We’re continuing our summer series that focuses on the foundation skills kids need for early elementary learning, with math facts. This week we’ll focus on the what, why and how of math facts. Today, it’s about the ‘what’ and ‘why’. Let’s begin.
So what’s the big deal with math facts? Why in today’s day and age – with calculators and computers – do our kids really need to rote learn their basic addition, subtraction, multiplication and division? Isn’t this just ‘old school’?
In this article we’ll touch on why kids need to learn math fact fluency. But first, what do we mean by math fact fluency?
Math facts fluency refers to the ability to recall the basic facts in all four operations accurately, quickly and effortlessly. When students achieve automaticity with these facts, they have attained a level of mastery that enables them to retrieve them for long-term memory without conscious effort or attention.

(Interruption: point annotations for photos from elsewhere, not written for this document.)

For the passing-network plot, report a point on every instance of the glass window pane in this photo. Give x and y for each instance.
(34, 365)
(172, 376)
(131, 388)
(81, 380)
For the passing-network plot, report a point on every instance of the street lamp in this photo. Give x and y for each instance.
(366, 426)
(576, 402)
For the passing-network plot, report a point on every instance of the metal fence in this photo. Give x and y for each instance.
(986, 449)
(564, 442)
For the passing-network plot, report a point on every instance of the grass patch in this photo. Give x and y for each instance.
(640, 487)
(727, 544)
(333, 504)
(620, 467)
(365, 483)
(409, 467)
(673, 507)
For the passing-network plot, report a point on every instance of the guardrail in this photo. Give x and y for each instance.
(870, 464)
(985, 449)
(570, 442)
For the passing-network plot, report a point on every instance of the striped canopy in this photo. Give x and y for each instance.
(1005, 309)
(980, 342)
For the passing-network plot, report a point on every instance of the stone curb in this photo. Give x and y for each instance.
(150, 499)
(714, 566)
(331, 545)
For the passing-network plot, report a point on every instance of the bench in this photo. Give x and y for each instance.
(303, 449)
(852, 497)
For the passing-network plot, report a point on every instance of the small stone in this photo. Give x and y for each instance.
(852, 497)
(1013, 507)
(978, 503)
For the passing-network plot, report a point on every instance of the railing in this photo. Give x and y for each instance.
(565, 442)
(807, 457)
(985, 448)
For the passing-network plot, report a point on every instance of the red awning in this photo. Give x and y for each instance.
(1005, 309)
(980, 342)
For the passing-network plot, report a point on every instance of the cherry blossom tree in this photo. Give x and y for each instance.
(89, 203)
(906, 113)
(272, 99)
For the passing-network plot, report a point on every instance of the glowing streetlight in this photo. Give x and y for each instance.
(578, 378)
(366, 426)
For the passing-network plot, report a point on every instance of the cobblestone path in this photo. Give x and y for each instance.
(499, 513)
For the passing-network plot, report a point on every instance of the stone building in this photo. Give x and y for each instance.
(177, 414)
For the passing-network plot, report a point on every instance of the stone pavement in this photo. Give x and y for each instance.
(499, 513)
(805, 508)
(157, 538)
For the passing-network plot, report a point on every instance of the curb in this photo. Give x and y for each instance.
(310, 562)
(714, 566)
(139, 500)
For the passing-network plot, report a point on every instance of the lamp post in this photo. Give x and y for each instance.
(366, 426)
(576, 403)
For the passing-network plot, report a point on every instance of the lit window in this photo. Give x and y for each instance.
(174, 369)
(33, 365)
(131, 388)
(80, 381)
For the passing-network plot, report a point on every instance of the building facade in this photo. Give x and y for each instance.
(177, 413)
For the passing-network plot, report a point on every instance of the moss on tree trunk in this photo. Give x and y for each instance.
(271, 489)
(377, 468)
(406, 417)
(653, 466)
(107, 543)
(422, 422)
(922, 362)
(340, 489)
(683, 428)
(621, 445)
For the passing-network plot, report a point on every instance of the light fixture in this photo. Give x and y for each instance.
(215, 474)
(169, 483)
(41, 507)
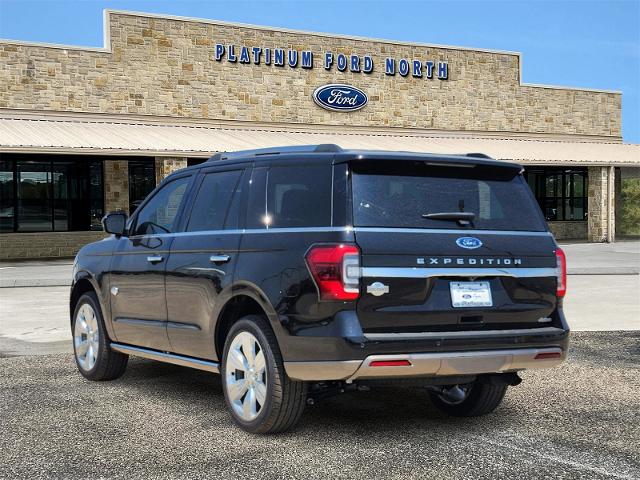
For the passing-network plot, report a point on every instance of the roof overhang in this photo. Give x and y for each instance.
(84, 134)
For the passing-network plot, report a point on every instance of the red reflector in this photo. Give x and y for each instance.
(390, 363)
(545, 355)
(561, 261)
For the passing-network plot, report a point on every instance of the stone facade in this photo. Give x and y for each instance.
(116, 185)
(167, 67)
(16, 246)
(162, 66)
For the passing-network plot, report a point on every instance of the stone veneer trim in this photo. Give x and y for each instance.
(106, 30)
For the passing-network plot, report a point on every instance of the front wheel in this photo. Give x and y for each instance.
(94, 357)
(469, 400)
(258, 392)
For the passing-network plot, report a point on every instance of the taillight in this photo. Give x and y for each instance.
(336, 271)
(561, 261)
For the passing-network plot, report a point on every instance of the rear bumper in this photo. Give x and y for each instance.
(428, 364)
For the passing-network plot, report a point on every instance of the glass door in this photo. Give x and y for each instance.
(34, 197)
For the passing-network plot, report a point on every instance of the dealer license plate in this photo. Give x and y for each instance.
(470, 294)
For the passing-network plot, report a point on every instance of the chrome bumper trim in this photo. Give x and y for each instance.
(426, 272)
(321, 371)
(426, 365)
(167, 357)
(464, 334)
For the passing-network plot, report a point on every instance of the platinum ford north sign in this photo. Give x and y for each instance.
(340, 98)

Brain imaging studies have shown how the progression from effortful processes, such as finger counting, to automatized retrieval is associated with actual changes in the regions of the brain involved in mathematical computation (Rivera, Reiss, Eckert and Menon, 2005).

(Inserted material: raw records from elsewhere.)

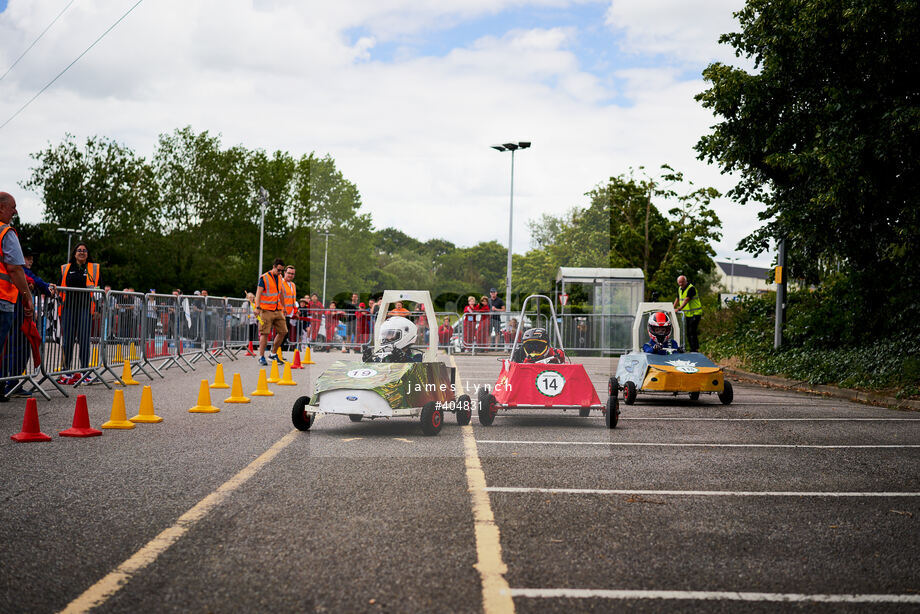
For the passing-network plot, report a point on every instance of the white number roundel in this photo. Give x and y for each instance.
(550, 383)
(361, 373)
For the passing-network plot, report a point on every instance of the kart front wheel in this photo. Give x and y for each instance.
(302, 418)
(432, 418)
(487, 408)
(727, 394)
(629, 393)
(612, 412)
(464, 410)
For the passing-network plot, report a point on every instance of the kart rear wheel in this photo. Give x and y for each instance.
(464, 410)
(629, 393)
(727, 394)
(612, 412)
(432, 418)
(302, 418)
(487, 408)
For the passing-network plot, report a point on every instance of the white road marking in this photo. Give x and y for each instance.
(578, 593)
(697, 493)
(496, 594)
(694, 445)
(99, 592)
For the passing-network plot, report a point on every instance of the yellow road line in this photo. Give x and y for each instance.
(496, 594)
(99, 592)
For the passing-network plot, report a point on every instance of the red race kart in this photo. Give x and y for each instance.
(552, 383)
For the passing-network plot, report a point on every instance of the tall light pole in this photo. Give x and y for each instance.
(70, 233)
(263, 202)
(512, 147)
(325, 261)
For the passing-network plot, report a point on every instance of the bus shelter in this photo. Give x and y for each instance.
(613, 295)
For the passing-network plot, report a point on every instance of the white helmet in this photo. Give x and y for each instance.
(398, 332)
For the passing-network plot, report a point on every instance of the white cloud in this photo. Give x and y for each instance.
(413, 133)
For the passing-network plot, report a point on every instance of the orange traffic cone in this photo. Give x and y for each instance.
(273, 376)
(80, 426)
(219, 378)
(288, 379)
(204, 401)
(146, 414)
(30, 429)
(262, 387)
(118, 419)
(236, 393)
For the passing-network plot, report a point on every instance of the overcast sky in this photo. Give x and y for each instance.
(406, 95)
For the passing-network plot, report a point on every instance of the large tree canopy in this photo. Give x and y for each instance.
(825, 131)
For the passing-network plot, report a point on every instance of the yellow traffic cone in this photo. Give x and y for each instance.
(288, 379)
(236, 393)
(219, 377)
(126, 376)
(273, 377)
(204, 401)
(118, 420)
(146, 411)
(262, 387)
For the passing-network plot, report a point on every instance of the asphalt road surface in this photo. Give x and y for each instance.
(780, 501)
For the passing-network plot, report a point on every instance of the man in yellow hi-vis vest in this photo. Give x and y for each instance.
(688, 301)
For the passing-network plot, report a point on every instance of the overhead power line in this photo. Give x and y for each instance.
(36, 40)
(60, 74)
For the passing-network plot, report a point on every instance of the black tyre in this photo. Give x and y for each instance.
(432, 418)
(727, 394)
(612, 412)
(487, 408)
(300, 416)
(629, 393)
(464, 410)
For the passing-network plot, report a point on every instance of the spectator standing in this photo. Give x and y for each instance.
(78, 307)
(497, 306)
(688, 302)
(269, 308)
(13, 284)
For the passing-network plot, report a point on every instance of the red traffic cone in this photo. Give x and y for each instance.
(80, 426)
(30, 429)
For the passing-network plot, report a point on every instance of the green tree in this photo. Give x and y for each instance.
(825, 132)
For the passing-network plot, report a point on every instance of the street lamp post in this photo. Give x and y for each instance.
(512, 147)
(263, 202)
(70, 233)
(325, 261)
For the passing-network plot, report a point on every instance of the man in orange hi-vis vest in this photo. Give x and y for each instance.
(270, 308)
(13, 282)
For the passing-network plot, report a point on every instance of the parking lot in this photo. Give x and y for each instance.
(781, 500)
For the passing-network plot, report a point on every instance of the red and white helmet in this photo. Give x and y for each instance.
(659, 327)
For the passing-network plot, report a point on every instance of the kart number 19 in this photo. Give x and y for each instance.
(550, 383)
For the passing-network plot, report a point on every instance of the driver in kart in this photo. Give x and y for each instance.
(396, 336)
(659, 332)
(535, 348)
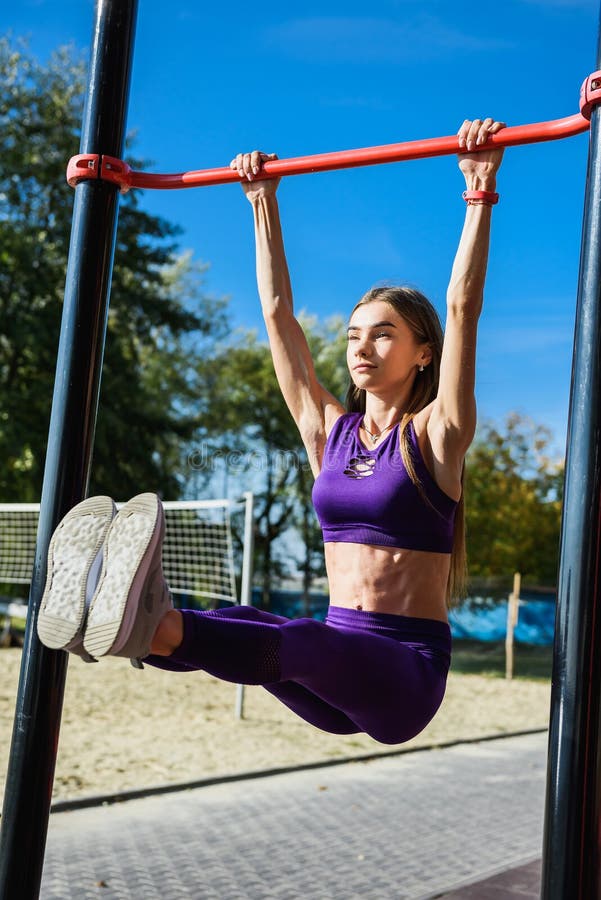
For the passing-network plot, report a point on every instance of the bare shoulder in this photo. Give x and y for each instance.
(438, 450)
(315, 429)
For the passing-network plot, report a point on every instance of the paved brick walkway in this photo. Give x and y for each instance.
(407, 828)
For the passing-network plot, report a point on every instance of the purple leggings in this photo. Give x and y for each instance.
(377, 673)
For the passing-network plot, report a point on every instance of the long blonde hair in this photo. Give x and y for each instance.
(416, 310)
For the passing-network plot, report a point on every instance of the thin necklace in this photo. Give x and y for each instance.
(376, 437)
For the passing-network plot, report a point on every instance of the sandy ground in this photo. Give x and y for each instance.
(124, 729)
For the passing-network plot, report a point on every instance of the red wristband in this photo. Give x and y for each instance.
(487, 198)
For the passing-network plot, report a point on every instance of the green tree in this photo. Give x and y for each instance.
(249, 428)
(513, 502)
(149, 407)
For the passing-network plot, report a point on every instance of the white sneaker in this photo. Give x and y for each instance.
(131, 597)
(74, 562)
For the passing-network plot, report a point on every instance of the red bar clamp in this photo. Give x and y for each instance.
(86, 165)
(590, 94)
(92, 165)
(115, 170)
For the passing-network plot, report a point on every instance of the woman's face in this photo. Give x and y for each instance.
(382, 352)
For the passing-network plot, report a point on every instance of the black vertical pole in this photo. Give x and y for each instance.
(572, 840)
(73, 419)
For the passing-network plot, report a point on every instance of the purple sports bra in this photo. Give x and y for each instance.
(366, 496)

So why focus on math facts?
Math facts fluency leads to higher order mathematics
Through automaticity students free up their working memory and can devote it to problem solving and learning new concepts and skills (Geary, 1994). Quite simply, a lack of fluency in basic math fact recall significantly hinders a child’s subsequent progress with problem-solving, algebra and higher-order math concept.
Fluent math facts mean less confusion
Math facts are important because they form the building blocks for higher-level math concepts. When a child masters his/her math facts, these concepts will be significantly easier and the student will be better equipped to solve them faster. If the child spends a lot of time doing the basic facts, he/she is more likely to be confused with the processes and get lost in their calculations.

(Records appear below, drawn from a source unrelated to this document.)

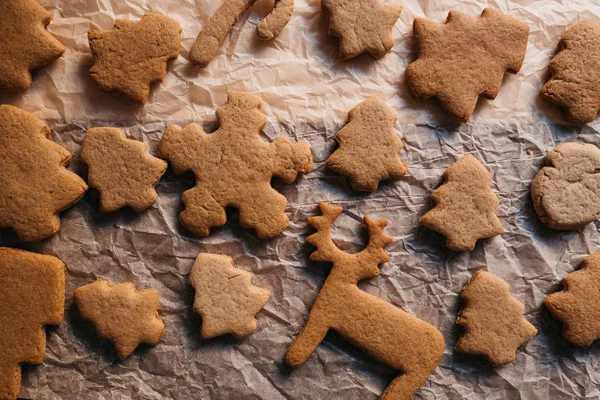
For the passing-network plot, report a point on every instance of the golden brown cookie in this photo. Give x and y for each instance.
(25, 43)
(362, 26)
(380, 329)
(121, 314)
(234, 167)
(272, 25)
(121, 169)
(35, 185)
(225, 297)
(566, 193)
(465, 58)
(220, 24)
(32, 294)
(465, 206)
(574, 82)
(493, 321)
(369, 146)
(577, 305)
(133, 55)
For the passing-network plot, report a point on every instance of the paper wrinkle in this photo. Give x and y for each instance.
(307, 92)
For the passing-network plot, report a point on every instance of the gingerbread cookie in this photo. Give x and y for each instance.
(32, 295)
(380, 329)
(577, 306)
(225, 297)
(221, 23)
(121, 169)
(465, 206)
(465, 58)
(574, 82)
(234, 167)
(369, 146)
(362, 26)
(493, 321)
(35, 185)
(566, 193)
(25, 44)
(121, 314)
(133, 55)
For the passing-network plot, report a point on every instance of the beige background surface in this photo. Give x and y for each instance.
(307, 93)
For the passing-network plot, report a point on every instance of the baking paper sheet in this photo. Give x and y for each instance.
(307, 92)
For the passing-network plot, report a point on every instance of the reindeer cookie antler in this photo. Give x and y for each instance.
(382, 330)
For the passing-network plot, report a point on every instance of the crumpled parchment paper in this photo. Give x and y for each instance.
(307, 92)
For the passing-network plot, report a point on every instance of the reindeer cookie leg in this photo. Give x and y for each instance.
(274, 23)
(307, 341)
(405, 385)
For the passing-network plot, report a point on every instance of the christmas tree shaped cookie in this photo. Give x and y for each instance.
(465, 58)
(121, 169)
(465, 206)
(234, 167)
(492, 319)
(34, 184)
(225, 297)
(133, 55)
(577, 306)
(25, 43)
(369, 146)
(32, 294)
(121, 314)
(575, 73)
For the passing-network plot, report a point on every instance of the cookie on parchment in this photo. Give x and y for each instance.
(362, 26)
(369, 146)
(133, 55)
(465, 58)
(465, 206)
(32, 294)
(566, 193)
(121, 314)
(25, 44)
(225, 297)
(380, 329)
(574, 82)
(577, 305)
(34, 184)
(493, 321)
(234, 167)
(121, 169)
(220, 24)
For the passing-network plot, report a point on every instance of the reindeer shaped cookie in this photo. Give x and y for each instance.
(382, 330)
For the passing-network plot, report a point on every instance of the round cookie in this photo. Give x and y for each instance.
(566, 193)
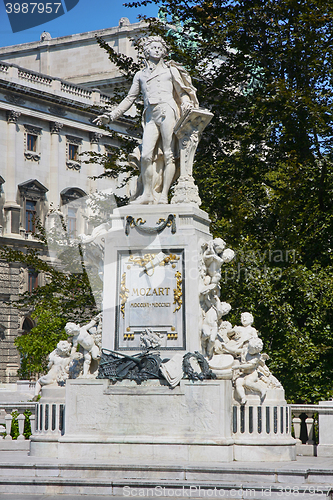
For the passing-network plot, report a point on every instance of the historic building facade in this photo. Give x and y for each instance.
(50, 91)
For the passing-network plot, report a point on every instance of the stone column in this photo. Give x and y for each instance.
(12, 209)
(55, 128)
(95, 148)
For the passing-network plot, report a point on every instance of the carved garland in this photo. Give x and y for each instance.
(177, 292)
(170, 221)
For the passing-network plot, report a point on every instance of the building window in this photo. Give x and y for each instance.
(28, 325)
(73, 161)
(32, 280)
(73, 152)
(30, 216)
(32, 143)
(71, 222)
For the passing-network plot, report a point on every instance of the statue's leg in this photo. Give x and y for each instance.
(86, 363)
(239, 389)
(167, 126)
(149, 140)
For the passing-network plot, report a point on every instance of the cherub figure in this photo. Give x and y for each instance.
(211, 320)
(214, 255)
(58, 366)
(248, 368)
(82, 337)
(239, 336)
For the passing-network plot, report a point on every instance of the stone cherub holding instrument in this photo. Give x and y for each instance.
(167, 93)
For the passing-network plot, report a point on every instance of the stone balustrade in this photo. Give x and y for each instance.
(305, 419)
(33, 79)
(50, 419)
(261, 420)
(74, 89)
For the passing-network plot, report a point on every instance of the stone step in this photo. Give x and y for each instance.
(308, 478)
(102, 488)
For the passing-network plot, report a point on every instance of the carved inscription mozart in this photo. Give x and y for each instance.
(150, 295)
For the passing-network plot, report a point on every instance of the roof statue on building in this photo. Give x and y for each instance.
(169, 97)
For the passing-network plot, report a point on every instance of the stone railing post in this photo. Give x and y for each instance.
(309, 422)
(32, 419)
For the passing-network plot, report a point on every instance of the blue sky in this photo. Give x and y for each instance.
(87, 15)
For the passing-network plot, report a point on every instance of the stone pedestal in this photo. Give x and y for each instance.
(152, 263)
(149, 423)
(151, 277)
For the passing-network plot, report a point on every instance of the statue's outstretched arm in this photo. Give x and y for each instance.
(123, 106)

Math fact automaticity affects performance – not only in maths
In later elementary, students have longer and more complicated computations to complete to check their understanding of various concepts. At this stage, if a student does not have his/her math facts committed to memory, he/she will spend a disproportionate amount of time figuring out the smaller calculations and risk not completing the test. This not only affects their performance in math class, but will also in other subjects, such as science and geography.
Less math anxiety
Math can be compared to languages in some ways. Just like you have to learn to combine letters into words and words into sentences – and we have strategies like phonics and sight words to help kids to learn to read - math facts are the foundation blocks for learning the next level of maths. There is rote learning involved in both language and math mastery. Math anxiety starts when children fall behind and can’t keep up. To avoid these anxieties, students’ early elementary years should focus on learning the foundation math skills needed for later years – math facts are among those important math skills.